Pdist vs. cdist performance

I have seen this question asked in the past but I am getting a strange result where pdist is almost 20 times slower than cdist. I believe that in the previous versions of pytorch I did not see this difference (I am using 2.1.1)
Here are the steps to reproduce my timings:

import torch
import scipy.spatial.distance # to convert pdist vector to matrix

x = torch.randn(3000,200,device=‘cuda’,dtype=torch.float32)
x_unsqueeze = x.unsqueeze(0) # need batch dimension for cdist

pdist = torch.pdist(x).cpu().numpy()
pdist = scipy.spatial.distance.squareform(pdist)
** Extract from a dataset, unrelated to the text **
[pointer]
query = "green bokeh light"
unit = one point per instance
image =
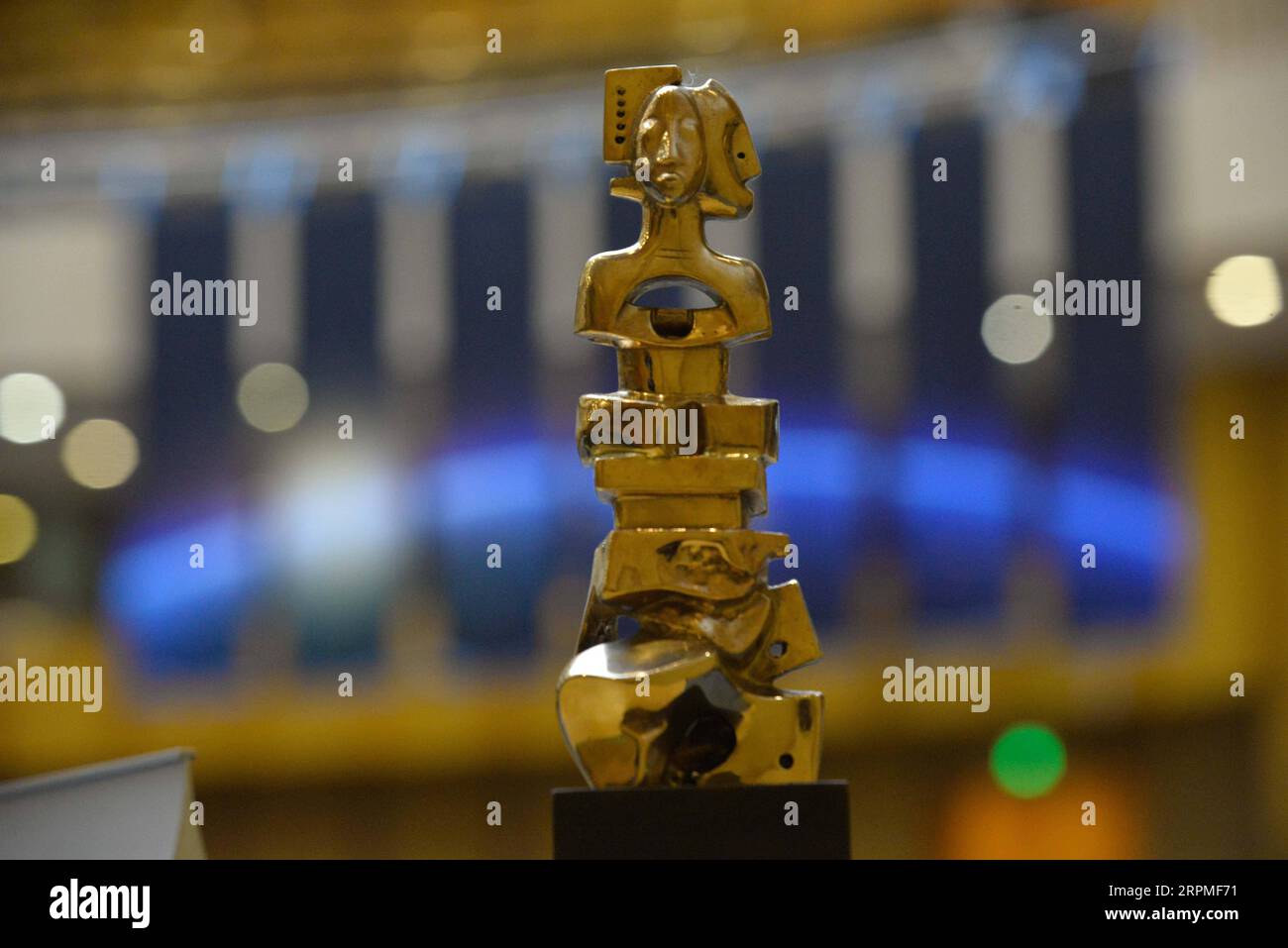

cdist = torch.cdist(x_unsqueeze,x_unsqueeze).squeeze().cpu().numpy()
np.fill_diagonal(cdist,0) # set diagonal to 0 for comparison with pdist result

np.allclose(cdist,pdist) # verify that both computations give the same result

timeit torch.cdist(x_unsqueeze,x_unsqueeze).squeeze().cpu().numpy()
13.1 ms ± 8.17 µs per loop (mean ± std. dev. of 7 runs, 100 loops each)

timeit torch.pdist(x).cpu().numpy()
215 ms ± 1.67 ms per loop (mean ± std. dev. of 7 runs, 1 loop each)